Закат в этот вечер был божественно красивым. Ветер почти утих. Заметно похолодало.
Горизонт горел ярким оранжевым светом. Всё вокруг было каким-то до необычного контрастным. От увиденной красоты у меня захватывало дух.
До уже знакомой полянки на берегу моря близ Посьета мне оставалось всего несколько километров. Проблема была в том, что со времени моей прошлой стоянки ветер сменился на противоположный, а ставить лагерь на подветренном берегу мне не хотелось, и я решил исследовать другой берег небольшого заливчика.
Первая отворотка завела меня в заросли высоченной осоки, после чего дорога неожиданно оборвалась.
Вторая отворотка выглядела более перспективной и в дрожащем свете фонарика понесла меня по каким-то головокружительным спускам. Пару раз, когда велосипед продолжал двигаться вперёд с заблокированными колёсами, у меня по телу пробегал холодок, а на лбу выступала лёгкая испарина, но небольшое ночное приключение завершилось успешно, и через несколько минут я оказался на живописном берегу моря рядом со стеной высокой скалы.
Поставив лагерь, я пошёл на море, чтобы умыться. У кромки воды меня снова встретили прозрачные красноглазые рыбки, и я решил во что бы то не стало поймать хотя бы одну из них для более детального изучения.
Мелкие рыбки были очень проворными и не давались. Спустя какое-то время, я изловчился и ухватил одну менее подвижную и заметно более крупную. К моему удивлению, выловленная рыбка оказалась креветкой.

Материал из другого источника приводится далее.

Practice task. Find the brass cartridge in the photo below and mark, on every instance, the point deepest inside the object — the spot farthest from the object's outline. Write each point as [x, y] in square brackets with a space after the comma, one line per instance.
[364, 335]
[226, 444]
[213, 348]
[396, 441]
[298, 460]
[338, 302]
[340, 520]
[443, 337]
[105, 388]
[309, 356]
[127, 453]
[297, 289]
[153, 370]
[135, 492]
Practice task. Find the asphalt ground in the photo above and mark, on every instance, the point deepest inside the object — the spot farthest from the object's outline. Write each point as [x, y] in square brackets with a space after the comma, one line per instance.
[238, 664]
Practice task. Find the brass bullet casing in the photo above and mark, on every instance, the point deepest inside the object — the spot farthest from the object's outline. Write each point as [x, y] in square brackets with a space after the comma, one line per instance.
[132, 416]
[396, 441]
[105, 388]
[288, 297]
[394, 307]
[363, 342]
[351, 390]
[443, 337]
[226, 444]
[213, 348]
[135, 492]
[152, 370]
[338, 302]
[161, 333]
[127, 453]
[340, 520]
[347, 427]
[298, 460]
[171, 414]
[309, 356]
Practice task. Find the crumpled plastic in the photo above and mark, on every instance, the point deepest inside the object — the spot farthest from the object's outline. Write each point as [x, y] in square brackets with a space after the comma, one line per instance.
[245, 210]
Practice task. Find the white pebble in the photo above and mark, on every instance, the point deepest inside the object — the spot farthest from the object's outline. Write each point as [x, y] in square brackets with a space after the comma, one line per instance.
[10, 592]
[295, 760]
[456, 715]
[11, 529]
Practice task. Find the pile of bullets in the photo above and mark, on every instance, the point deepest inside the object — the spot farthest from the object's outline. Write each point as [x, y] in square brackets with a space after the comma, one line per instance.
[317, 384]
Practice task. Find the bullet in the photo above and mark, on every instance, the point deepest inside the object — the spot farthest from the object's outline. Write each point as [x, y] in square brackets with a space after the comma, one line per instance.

До этого момента живых креветок в своих руках я ещё не держал и, радуясь улыбнувшейся удаче, потратил несколько минут на изучение этого необычного многоногого и усатого существа, чем-то напоминающего маленькую рыбу-меч.
Когда я отпустил креветку на волю, в моей голове проскочила мысль, что, смастерив сачок из своей сетчатой майки, я без особого труда смог бы наловить её сородичей себе на ужин, но стоило мне только представить, что варить этих трепещущих рыбок придётся живьём, как я тут же отказался от этой идеи.